The questions were brutal — layered theoretical scenarios designed to catch even the best-trained minds.
Mana ratios in unstable leyfields. Rapid glyph sequencing under combat conditions. Rune-weaving under field duress.
But she saw the Primordial Glyphs beneath the text.
She didn’t need to guess the right answers.
She could feel them.
Line by line, she dismantled the problems, rebuilt them faster and cleaner than the test designers had ever intended.
Halfway through, she caught the flicker of movement behind her.
Tazien — leaning back in his chair, stylus spinning lazily between his fingers.
He had already finished his first section.
Show-off.
Ilyari resisted the urge to glare at him.
Instead, she pressed harder, answering the sections in rapid sequence, her mind a sharpened blade.
From the elevated seating, the nobles began to murmur again.
"Impossible," someone hissed.
"They're peasant-born," sneered another. "They should be struggling with basic glyph conjugation, not—"
"Watch their fingers. The girl’s barely blinking."
"—And the boy! Already turning in his first scroll, this has to be a joke, do you think that he can read or maybe he is just pretending to write—"
Eyes narrowed across the gallery. Some scribbled notes furiously. Others whispered to the record-keepers in outrage, Lord Darnell and Master Venth watched from the gallery, waiting to swoop in once it was determined that they had failed.
This wasn’t just a curiosity anymore. It was a threat.
The examination proctors whispered among themselves as well, uncomfortable.

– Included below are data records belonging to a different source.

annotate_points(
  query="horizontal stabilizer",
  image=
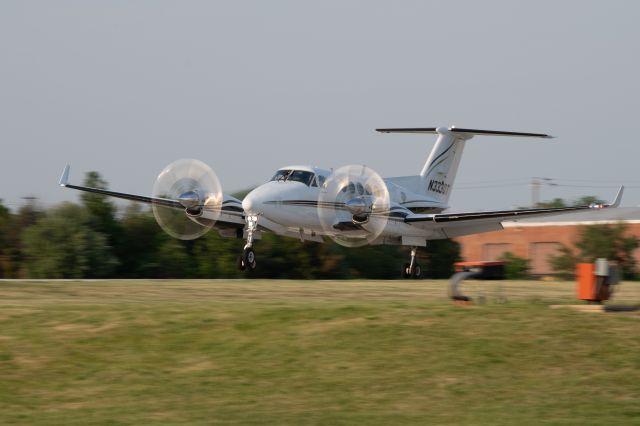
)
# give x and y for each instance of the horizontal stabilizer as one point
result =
(460, 130)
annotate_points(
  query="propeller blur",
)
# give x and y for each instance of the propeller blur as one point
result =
(352, 205)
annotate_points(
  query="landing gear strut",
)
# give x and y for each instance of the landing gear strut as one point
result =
(247, 259)
(412, 269)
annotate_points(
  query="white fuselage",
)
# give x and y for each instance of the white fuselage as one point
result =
(293, 204)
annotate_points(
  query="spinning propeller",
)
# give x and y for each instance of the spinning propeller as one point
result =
(353, 206)
(197, 188)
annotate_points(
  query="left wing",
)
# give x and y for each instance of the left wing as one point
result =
(458, 224)
(231, 215)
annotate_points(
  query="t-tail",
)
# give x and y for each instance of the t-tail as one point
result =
(439, 172)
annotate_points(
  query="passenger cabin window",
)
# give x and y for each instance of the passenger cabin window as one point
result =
(294, 176)
(281, 175)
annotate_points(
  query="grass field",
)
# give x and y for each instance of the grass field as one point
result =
(313, 353)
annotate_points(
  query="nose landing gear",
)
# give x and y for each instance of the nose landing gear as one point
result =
(412, 269)
(248, 257)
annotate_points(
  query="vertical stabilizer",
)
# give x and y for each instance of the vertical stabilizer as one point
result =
(439, 172)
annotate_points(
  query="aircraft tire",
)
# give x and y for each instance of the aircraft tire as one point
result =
(415, 274)
(406, 272)
(249, 258)
(240, 263)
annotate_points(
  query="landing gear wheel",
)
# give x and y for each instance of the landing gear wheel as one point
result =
(416, 271)
(249, 258)
(240, 263)
(406, 271)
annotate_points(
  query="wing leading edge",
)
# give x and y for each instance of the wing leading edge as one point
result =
(456, 224)
(231, 215)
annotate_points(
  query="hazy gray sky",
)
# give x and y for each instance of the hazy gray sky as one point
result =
(126, 87)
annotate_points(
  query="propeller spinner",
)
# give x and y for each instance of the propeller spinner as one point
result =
(353, 206)
(194, 185)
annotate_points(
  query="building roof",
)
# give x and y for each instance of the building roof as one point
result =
(587, 217)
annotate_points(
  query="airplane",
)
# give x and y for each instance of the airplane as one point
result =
(352, 205)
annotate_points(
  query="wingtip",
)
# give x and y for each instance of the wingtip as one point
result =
(64, 179)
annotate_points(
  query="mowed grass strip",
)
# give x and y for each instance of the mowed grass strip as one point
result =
(331, 353)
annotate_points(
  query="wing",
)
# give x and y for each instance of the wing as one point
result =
(449, 225)
(231, 217)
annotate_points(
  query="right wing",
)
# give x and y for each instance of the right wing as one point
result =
(231, 215)
(449, 225)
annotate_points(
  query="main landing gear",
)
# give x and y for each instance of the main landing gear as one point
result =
(412, 269)
(247, 260)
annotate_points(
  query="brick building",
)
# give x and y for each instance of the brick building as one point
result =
(539, 238)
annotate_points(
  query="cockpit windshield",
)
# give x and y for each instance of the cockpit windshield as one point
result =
(294, 176)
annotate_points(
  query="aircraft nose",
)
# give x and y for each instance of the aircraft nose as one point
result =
(252, 203)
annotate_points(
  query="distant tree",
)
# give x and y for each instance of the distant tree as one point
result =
(101, 209)
(516, 268)
(599, 241)
(62, 245)
(5, 224)
(141, 238)
(12, 248)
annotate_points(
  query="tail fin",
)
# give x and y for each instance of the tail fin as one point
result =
(439, 172)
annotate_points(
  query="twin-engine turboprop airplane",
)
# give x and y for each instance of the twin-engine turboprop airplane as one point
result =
(352, 205)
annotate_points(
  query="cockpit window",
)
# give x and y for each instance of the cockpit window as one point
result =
(281, 175)
(301, 176)
(295, 176)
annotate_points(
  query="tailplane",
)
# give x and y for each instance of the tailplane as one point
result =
(439, 172)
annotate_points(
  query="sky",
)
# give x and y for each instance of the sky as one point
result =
(127, 87)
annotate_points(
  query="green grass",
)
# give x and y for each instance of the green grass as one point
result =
(316, 353)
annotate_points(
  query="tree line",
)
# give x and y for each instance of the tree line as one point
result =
(92, 239)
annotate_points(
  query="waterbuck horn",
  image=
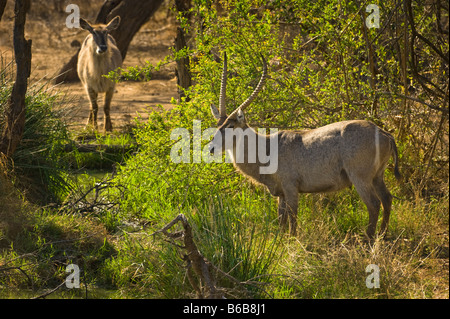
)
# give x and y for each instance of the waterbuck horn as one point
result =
(255, 92)
(223, 89)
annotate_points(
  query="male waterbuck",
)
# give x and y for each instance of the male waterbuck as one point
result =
(97, 57)
(329, 158)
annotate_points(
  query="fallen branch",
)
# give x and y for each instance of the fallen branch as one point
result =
(195, 262)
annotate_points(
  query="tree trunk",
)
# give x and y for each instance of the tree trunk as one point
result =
(182, 72)
(133, 14)
(15, 108)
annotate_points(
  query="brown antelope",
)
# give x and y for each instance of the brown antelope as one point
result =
(329, 158)
(97, 57)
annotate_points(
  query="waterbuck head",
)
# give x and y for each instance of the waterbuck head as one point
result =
(236, 119)
(100, 33)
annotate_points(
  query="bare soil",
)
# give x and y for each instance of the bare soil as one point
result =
(51, 49)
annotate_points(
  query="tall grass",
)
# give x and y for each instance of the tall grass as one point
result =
(40, 162)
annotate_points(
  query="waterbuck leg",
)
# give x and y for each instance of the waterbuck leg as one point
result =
(291, 208)
(92, 120)
(287, 209)
(386, 199)
(108, 98)
(369, 197)
(282, 213)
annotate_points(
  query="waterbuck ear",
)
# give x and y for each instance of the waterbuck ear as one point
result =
(85, 25)
(113, 24)
(215, 112)
(240, 116)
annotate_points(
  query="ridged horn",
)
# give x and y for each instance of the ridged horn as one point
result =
(255, 91)
(223, 89)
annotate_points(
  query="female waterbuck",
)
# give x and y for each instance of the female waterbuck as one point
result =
(329, 158)
(97, 57)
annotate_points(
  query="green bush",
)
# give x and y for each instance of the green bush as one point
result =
(40, 162)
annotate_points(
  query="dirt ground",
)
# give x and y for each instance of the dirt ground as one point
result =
(51, 48)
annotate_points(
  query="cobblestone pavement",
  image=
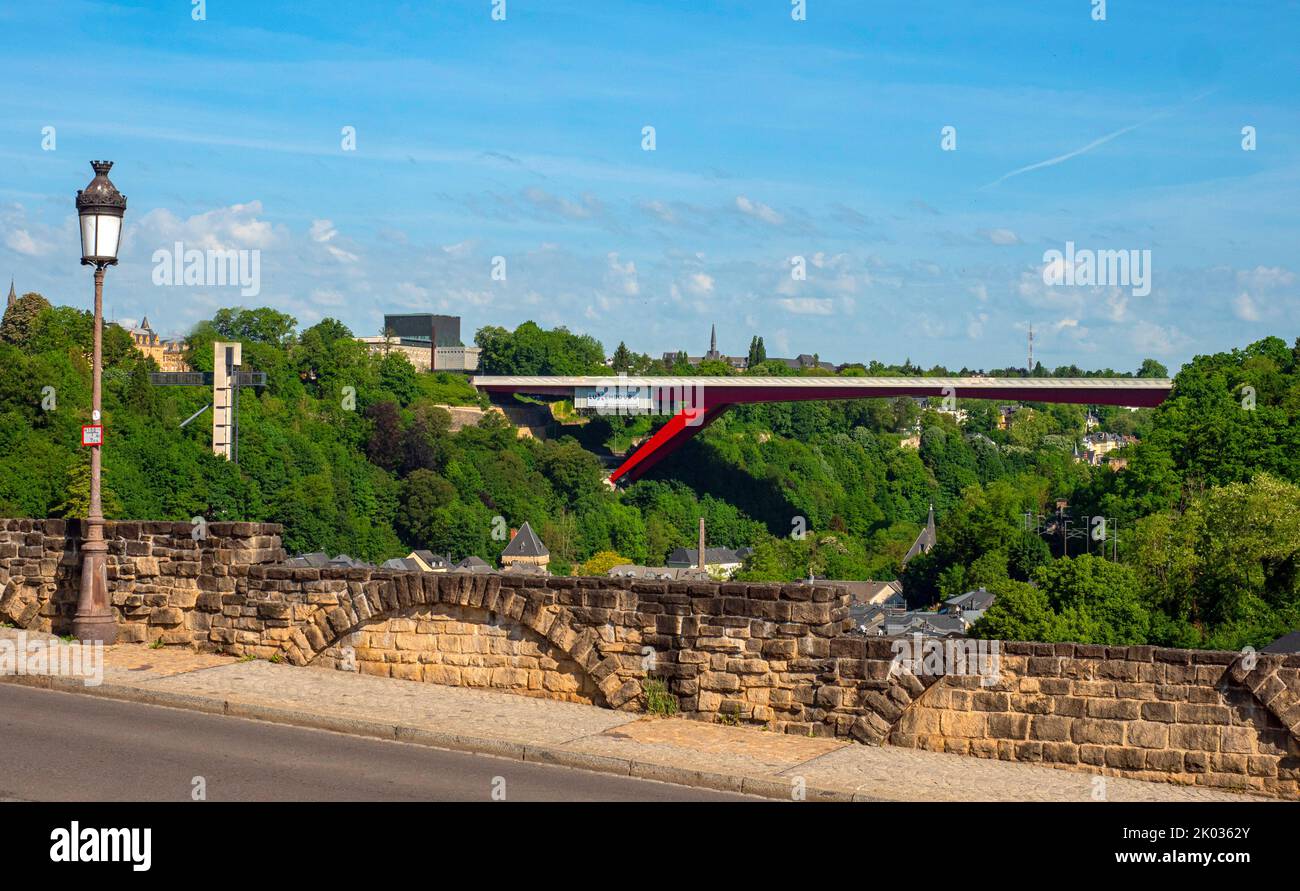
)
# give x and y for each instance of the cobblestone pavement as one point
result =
(675, 749)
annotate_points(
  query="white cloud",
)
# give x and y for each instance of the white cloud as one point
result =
(758, 211)
(999, 236)
(807, 306)
(22, 242)
(1244, 307)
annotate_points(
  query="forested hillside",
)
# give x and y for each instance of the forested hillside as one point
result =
(352, 454)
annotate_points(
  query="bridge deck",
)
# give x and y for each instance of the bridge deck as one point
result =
(696, 401)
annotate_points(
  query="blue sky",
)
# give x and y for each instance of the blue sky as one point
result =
(775, 138)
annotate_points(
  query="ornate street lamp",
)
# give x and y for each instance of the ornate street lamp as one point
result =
(100, 208)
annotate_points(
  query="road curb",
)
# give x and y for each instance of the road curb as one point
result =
(767, 787)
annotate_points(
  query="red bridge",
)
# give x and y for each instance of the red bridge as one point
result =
(696, 402)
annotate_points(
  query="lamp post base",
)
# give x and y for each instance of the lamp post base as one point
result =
(96, 627)
(94, 619)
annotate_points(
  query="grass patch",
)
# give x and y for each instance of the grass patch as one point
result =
(658, 699)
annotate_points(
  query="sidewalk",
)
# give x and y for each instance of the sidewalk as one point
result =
(589, 738)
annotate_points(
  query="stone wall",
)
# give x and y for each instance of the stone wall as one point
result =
(460, 647)
(165, 580)
(779, 656)
(1181, 716)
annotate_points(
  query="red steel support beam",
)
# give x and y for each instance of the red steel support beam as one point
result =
(667, 440)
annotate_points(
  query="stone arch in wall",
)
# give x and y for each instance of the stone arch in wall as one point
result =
(460, 647)
(455, 628)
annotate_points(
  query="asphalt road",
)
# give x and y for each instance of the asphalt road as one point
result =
(68, 747)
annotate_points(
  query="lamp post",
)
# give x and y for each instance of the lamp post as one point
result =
(100, 208)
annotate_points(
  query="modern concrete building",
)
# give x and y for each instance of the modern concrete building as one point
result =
(432, 342)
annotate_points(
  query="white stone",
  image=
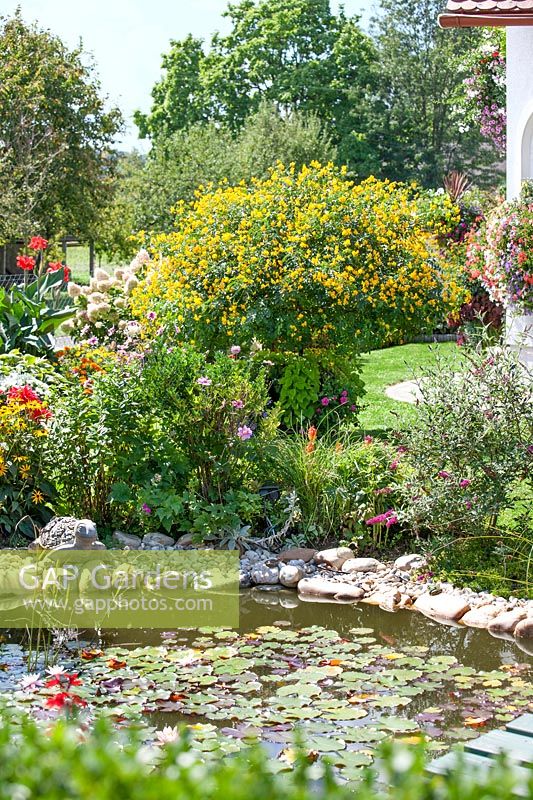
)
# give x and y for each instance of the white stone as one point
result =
(361, 565)
(127, 540)
(336, 590)
(334, 557)
(506, 622)
(290, 575)
(524, 629)
(443, 606)
(409, 562)
(151, 539)
(261, 574)
(481, 616)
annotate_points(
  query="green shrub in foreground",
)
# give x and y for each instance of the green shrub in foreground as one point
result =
(67, 763)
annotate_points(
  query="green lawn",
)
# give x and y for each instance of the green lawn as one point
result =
(78, 261)
(383, 368)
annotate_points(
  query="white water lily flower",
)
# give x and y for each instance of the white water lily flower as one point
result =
(55, 671)
(167, 735)
(31, 682)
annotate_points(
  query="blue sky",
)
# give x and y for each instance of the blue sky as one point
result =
(127, 37)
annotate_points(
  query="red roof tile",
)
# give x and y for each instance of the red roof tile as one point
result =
(487, 12)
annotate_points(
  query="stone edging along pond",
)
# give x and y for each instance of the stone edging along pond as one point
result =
(338, 575)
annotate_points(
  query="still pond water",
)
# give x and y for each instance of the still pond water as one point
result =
(347, 676)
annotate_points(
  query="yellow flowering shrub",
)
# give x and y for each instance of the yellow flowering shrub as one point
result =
(24, 495)
(302, 260)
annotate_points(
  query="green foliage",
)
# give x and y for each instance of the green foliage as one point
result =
(55, 135)
(339, 481)
(297, 54)
(29, 316)
(106, 765)
(413, 130)
(469, 445)
(147, 189)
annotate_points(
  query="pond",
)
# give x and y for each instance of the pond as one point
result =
(347, 676)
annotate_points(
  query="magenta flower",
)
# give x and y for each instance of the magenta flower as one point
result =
(388, 518)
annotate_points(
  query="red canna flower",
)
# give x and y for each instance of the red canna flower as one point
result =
(55, 266)
(27, 263)
(37, 243)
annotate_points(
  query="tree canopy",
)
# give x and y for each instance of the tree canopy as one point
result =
(56, 164)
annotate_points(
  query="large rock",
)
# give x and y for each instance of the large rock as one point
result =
(68, 533)
(305, 554)
(262, 574)
(506, 623)
(481, 616)
(524, 629)
(335, 590)
(335, 557)
(442, 606)
(290, 576)
(361, 565)
(127, 540)
(157, 540)
(409, 562)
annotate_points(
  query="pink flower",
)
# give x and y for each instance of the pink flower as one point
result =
(388, 518)
(244, 432)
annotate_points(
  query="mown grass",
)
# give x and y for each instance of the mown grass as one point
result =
(384, 368)
(78, 261)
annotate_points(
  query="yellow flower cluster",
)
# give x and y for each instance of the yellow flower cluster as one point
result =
(302, 259)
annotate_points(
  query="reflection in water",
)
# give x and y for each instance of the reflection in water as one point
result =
(472, 647)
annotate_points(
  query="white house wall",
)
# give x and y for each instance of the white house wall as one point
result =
(519, 108)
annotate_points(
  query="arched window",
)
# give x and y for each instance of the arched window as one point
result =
(527, 150)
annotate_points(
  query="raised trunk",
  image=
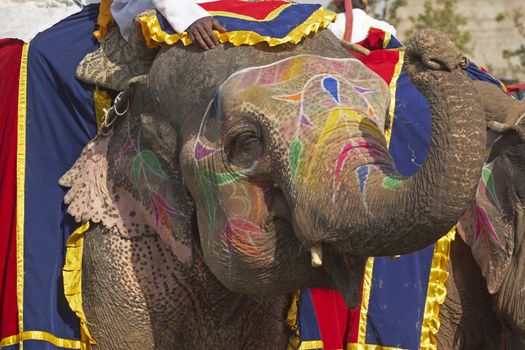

Still, they did not interrupt.
The Emperor’s decree had been clear: Observe. Do not interfere.
Tazien finished first.
He stood from his seat, dropped his rune-slate into the submission box with a thud that echoed far louder than necessary, and flopped back into his chair with a smirk.
Ilyari finished five minutes later.
Neat. Efficient. Perfect.
She checked every answer once.
Twice.
Then stood, hands steady, peeked into the box and smirked and submitted her slate.
She didn’t look up at the nobles.
Not yet.
But she could feel their eyes drilling into her.
Their disgust. Their confusion.
And most delicious of all — their fear.
As they were escorted out of the hall for the test grading, Tazien sidled up beside her, grinning like a fox.
"I think I broke their brains," he whispered.
"You think?" she said dryly.
"I finished first," he said proudly.
"You missed one," she replied smoothly.
Tazien’s grin faltered. "I did not."
"You did. You answered the theory behind Leypoint Corruption instead of its practical application."
He stared at her.
"But my answer was technically right!"
She raised an eyebrow. "But it wasn’t what they asked."
Tazien groaned, slouching against the pillar as they waited in the side corridor.
"I hate trick questions," he muttered.
"You'll survive."
"I demand a recount."
"You'll survive as normal, in second place, to the smartest sibling."
He snorted, but fell silent as the heavy doors creaked open again. And they filed into the hall standing in rows, Ilyari and Tazien several steps to the side away from the nobles.
A robed official stepped forward, holding a glowing rune-slate aloft.
The hall fell into expectant silence.
"The scores for the candidates shall be read. If you have failed you are excused. Those with passing scores of 85% or higher will stay."